Relative contraindications include high pressure ventilation, high FiO₂, limited vascular access and organ dysfunction that would lead to poor quality of life. In patients with pre-existing disease such as metastatic cancer or severe irreversible brain injury, ECMO may be contraindicated. Absolute contraindications include any conditions that preclude anticoagulation [8].

Imaging modalities used in evaluation of ECMO

Transthoracic echocardiography (TTE) and transesophageal echocardiography (TEE) play crucial roles during initial cannula placement. A full discussion on the role of echocardiography in ECMO is discussed by Platts et al. in “The Role of Echocardiography in the Management of Patients Supported by Extracorporeal Membrane Oxygenation” [13].

Radiographs of the chest and abdomen are useful initial examinations for cannula position. They may reveal malposition or unintended migration. They often offer the first clue towards complications such as haemothorax, pneumothorax or mediastinal fluid collections.

Ultrasound is a portable, focussed and readily available modality that can be used to evaluate for insertion site haematomas, peri-cannula thrombus or deep venous thrombus. Spectral colour Doppler is a powerful tool to evaluate distal limb perfusion as the arterial return cannula can lead to obstruction/occlusion with decreased forward flow in the access artery. It can also be used for evaluating thrombus in the access vein. Interpretation of spectral Doppler waveforms with comparison of flow in the contralateral vessel can help in differentiating slow flow, which may be due to a systemic cause such as poor cardiac output, from slow flow in the access artery from either the access cannula itself or thrombus.

CT is reserved for evaluation of complications that cannot be fully evaluated by radiographs, ultrasound or Doppler imaging.

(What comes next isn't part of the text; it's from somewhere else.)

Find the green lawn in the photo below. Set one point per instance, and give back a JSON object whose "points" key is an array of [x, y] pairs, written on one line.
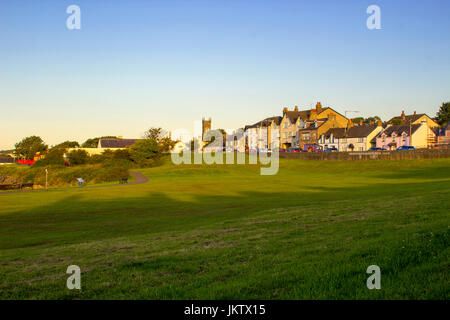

While lacking the functional data of spectral Doppler, CT provides excellent anatomic detail. This may be used in evaluating cannula position or malposition, haematoma formation, haemothorax, stroke or arterial/venous thrombus in large vessels. A full summary of the different imaging modalities and their indications are provided in Table 2.

VV ECMO

VV ECMO is usually placed percutaneously and peripherally. Several configurations are seen. In the ‘femoroatrial’ configuration the drainage cannula is introduced via the femoral vein and advanced to the level of the diaphragm, below the hepatic veins [13]. The return cannula is introduced via the internal jugular vein and advanced to the level of the superior vena cava (SVC)-atrial junction (Fig. 1). The tip is directed towards the tricuspid valve. This particular configuration is optimal to minimise recirculation [14], a phenomenon in which a portion of the returning oxygenated blood is prematurely siphoned back to the ECMO circuit. Recirculation will result in less oxygenated blood returning to the pulmonary circulation and thus the systemic circulation.

A configuration in which the drainage cannula and return cannula are introduced via the femoral veins is termed 'femorofemoral ECMO'. In this configuration the drainage cannula may be placed on one side and the return cannula on the other. Alternatively, both cannulas may be introduced on the same side. In either case the drainage cannula is advanced to the distal inferior vena cava (IVC) and the return cannula is advanced to the right atrium [14].

Another configuration of VV ECMO is the single cannula, dual lumen ECMO (Fig. 2a) [14]. This cannula is usually inserted via the right internal jugular vein with the tip advanced to the IVC. Alternatively this cannula may be inserted via the femoral vein with the tip advanced to the SVC. The atrial return port is identified on radiographs as a lucency in the cannula (Fig. 2b, c). Rarely, this dual lumen cannula may be inserted via the left internal jugular vein if the right is scarred or thrombosed. The distal tip of this cannula drains deoxygenated blood and a separate opening at the level of the right atrium allows for oxygenated blood return.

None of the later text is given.